His Honour Judge Mr. D. W. Deshpande has adjourned the matter to May 6, 2015, when the judgement shall be pronounced.

Accident Case

April 20, 2015: Sessions Case No. 240 of 2013 was listed before Court Room No. 52 presided by His Honor Judge Mr. D. W. Deshpande. The advocates of the Accused appeared. The Special Public Prosecutor appeared on behalf of State of Maharashtra. 

The advocates of the Accused concluded their arguments. The Accused’s personal appearance has been exempted by His Honour Judge Mr. D. W. Deshpande, till the completion of arguments.

His Honour Judge Mr. D. W. Deshpande adjourned the matter to April 21, 2015, when the date of judgement shall be announced.

Accident Case

April 18, 2015: Sessions Case No. 240 of 2013 was listed before Court Room No. 52 presided by His Honor Judge Mr. D. W. Deshpande. The advocates of the Accused appeared. The Special Public Prosecutor appeared on behalf of State of Maharashtra. 

The advocates of the Accused continued their arguments in support of the defence case. The Accused’s personal appearance has been exempted by His Honour Judge Mr. D. W. Deshpande, till the completion of arguments.

His Honour Judge Mr. D. W. Deshpande adjourned the matter to April 20, 2015, when the advocates of the Accused will continue their arguments in support of the defence case.

Accident Case

April 17, 2015: Sessions Case No. 240 of 2013 was listed before Court Room No. 52 presided by His Honor Judge Mr. D. W. Deshpande. The advocates of the Accused appeared. The Special Public Prosecutor appeared on behalf of State of Maharashtra. 

The advocates of the Accused continued their arguments in support of the defence case. The Accused’s personal appearance has been exempted by His Honour Judge Mr. D. W. Deshpande, till the completion of arguments.

His Honour Judge Mr. D. W. Deshpande adjourned the matter to April 18, 2015, when the advocates of the Accused will continue their arguments in support of the defence case.

Accident Case

April 16, 2015: Sessions Case No. 240 of 2013 was listed before Court Room No. 52 presided by His Honor Judge Mr. D. W. Deshpande. The advocates of the Accused appeared. The Special Public Prosecutor appeared on behalf of State of Maharashtra. 

The advocates of the Accused continued their arguments in support of the defence case. The Accused’s personal appearance has been exempted by His Honour Judge Mr. D. W. Deshpande, till the completion of arguments.

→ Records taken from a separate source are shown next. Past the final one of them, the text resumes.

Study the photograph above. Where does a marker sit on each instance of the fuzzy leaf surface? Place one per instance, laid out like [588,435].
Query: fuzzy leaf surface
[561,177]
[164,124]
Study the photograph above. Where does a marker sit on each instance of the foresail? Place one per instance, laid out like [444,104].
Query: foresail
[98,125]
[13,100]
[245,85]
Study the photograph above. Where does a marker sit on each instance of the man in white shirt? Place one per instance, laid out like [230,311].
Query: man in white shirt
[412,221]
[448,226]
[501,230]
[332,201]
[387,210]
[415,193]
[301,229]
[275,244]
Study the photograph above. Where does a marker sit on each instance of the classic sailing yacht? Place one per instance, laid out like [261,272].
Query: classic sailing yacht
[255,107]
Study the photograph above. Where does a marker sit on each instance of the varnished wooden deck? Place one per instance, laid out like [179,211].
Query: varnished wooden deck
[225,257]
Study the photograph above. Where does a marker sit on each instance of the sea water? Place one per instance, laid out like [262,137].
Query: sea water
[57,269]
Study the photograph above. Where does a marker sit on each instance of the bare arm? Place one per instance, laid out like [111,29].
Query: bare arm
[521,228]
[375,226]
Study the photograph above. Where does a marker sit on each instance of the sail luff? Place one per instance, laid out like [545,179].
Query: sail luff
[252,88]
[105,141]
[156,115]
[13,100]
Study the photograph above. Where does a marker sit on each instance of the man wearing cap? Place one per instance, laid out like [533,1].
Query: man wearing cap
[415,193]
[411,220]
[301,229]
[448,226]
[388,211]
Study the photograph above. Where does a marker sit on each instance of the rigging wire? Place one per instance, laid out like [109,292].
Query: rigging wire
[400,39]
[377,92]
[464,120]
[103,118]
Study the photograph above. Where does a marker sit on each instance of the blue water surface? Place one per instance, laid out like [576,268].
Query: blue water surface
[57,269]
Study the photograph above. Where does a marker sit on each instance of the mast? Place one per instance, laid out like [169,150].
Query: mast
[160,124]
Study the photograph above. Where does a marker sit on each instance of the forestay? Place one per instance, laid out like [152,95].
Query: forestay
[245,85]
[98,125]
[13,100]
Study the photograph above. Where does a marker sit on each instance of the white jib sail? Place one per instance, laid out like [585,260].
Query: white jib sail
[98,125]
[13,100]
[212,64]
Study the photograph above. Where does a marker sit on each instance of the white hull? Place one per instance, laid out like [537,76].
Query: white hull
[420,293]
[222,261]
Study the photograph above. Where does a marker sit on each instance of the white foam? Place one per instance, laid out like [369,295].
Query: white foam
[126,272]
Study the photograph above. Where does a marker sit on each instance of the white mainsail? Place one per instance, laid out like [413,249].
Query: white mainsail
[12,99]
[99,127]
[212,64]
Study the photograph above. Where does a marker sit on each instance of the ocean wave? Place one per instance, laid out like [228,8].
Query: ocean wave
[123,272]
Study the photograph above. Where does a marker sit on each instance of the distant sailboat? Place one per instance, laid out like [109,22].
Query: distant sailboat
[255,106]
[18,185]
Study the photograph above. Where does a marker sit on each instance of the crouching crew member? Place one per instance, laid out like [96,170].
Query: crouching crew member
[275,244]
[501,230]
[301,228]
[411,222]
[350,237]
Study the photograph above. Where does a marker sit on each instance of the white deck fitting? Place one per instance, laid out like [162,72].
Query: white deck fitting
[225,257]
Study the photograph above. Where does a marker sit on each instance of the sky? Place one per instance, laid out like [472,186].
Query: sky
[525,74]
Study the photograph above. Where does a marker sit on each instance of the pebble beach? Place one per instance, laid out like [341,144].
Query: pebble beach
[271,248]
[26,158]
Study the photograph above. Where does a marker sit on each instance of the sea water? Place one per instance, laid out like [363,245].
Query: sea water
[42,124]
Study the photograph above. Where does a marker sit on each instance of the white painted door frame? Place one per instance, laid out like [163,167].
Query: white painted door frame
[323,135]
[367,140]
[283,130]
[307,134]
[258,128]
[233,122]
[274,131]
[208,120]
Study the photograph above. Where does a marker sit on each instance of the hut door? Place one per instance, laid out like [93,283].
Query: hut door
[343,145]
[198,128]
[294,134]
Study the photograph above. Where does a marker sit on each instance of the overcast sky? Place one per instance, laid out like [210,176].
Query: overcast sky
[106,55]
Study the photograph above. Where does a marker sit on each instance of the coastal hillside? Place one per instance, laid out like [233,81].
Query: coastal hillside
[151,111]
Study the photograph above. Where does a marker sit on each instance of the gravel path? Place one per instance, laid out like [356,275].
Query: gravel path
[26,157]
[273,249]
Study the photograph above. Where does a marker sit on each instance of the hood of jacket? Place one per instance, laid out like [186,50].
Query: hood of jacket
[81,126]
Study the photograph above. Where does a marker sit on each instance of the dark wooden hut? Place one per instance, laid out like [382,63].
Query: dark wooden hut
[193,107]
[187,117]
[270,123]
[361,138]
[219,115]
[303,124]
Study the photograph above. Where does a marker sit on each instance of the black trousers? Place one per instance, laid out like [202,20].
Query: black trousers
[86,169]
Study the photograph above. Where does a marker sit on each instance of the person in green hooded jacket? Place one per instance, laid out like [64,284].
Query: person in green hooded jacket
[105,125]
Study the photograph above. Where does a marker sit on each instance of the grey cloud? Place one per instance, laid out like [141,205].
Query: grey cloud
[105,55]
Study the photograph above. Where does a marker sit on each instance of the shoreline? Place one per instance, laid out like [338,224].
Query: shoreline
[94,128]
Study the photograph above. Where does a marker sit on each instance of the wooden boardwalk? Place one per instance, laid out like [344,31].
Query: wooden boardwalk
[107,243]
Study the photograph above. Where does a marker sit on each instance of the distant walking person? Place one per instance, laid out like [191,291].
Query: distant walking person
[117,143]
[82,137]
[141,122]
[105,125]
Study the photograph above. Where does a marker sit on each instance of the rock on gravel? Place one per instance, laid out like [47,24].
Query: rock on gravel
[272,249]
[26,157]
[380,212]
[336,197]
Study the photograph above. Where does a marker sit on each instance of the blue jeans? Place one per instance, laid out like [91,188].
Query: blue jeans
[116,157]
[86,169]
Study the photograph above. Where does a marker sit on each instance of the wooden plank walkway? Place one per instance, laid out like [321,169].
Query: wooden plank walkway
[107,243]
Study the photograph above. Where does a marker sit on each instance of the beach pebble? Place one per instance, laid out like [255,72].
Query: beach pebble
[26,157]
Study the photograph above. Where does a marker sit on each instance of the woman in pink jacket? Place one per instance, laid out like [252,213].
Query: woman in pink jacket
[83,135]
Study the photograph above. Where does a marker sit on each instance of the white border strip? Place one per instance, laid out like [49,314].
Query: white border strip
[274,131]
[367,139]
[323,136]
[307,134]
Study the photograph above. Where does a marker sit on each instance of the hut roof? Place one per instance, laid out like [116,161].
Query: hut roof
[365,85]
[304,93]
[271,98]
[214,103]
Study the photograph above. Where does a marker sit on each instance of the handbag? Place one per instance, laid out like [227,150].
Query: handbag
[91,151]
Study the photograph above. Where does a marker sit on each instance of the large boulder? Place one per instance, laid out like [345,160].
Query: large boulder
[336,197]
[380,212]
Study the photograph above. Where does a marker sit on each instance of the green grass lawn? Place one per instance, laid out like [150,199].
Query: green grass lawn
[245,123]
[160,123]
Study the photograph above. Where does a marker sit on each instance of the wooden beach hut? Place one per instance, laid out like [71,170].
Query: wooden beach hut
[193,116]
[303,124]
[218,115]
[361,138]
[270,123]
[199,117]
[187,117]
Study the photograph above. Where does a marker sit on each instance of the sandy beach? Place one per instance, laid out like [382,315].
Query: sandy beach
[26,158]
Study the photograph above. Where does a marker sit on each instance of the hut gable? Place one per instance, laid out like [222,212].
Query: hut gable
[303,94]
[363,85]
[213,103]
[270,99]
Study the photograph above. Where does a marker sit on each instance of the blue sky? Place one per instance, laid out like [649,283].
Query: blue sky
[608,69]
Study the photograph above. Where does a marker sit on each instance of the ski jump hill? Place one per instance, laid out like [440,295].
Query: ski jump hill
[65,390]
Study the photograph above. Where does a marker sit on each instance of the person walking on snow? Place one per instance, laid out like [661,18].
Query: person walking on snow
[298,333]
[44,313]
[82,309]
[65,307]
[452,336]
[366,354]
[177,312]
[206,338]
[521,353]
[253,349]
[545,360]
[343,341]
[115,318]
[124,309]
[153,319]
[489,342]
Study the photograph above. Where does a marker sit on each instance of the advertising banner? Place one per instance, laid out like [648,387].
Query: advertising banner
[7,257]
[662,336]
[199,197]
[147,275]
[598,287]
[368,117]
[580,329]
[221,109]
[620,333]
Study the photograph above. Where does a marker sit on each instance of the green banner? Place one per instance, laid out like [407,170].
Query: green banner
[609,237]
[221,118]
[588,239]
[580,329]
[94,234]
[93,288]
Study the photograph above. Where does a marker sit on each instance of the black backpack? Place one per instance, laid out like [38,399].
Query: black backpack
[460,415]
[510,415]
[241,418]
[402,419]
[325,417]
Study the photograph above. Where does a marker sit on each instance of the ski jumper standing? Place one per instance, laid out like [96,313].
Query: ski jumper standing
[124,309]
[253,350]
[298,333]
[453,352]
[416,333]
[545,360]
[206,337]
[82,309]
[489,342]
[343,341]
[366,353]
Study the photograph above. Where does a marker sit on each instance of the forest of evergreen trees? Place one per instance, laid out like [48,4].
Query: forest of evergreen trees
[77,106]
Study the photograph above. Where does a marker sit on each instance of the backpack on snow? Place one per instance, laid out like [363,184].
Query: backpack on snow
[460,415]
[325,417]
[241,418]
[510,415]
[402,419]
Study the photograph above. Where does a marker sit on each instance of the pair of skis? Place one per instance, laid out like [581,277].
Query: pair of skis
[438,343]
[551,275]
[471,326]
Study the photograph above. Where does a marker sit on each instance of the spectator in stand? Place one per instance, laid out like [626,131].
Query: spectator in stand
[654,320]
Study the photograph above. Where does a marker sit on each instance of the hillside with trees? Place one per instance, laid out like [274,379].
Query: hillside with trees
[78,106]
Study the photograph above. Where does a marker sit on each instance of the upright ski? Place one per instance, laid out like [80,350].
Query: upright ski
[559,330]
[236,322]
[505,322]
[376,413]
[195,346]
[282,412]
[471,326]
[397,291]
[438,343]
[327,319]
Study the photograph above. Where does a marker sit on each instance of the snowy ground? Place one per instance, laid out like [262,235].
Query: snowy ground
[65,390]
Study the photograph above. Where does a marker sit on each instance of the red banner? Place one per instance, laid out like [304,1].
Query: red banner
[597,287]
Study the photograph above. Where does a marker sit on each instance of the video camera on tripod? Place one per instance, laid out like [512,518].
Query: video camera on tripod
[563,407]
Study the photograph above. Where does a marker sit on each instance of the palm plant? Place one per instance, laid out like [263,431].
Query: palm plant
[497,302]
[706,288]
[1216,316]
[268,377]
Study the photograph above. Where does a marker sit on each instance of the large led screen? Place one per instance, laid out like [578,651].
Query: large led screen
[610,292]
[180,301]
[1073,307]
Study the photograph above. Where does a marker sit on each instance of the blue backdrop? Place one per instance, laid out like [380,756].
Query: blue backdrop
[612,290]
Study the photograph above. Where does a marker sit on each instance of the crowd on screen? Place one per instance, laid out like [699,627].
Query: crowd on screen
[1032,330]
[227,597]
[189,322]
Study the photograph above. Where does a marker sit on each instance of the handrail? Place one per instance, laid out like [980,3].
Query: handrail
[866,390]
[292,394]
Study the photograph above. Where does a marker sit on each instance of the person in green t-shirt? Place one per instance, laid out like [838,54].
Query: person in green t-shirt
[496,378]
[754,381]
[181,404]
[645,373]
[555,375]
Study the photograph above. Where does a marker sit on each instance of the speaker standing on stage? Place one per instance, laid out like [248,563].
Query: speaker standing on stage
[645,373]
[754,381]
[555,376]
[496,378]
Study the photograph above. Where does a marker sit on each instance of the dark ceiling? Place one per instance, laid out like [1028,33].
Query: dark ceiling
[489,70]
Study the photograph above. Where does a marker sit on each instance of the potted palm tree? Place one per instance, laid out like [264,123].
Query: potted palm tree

His Honour Judge Mr. D. W. Deshpande adjourned the matter to April 17, 2015, when the advocates of the Accused will continue their arguments in support of the defence case.

Accident Case

April 15, 2015: Sessions Case No. 240 of 2013 was listed before Court Room No. 52 presided by His Honor Judge Mr. D. W. Deshpande. The advocates of the Accused appeared. The Special Public Prosecutor appeared on behalf of State of Maharashtra. 

The advocates of the Accused continued their arguments in support of the defence case. The Accused’s personal appearance has been exempted by His Honour Judge Mr. D. W. Deshpande, till the completion of arguments.

His Honour Judge Mr. D. W. Deshpande adjourned the matter to April 16, 2015, when the advocates of the Accused will continue their arguments in support of the defence case.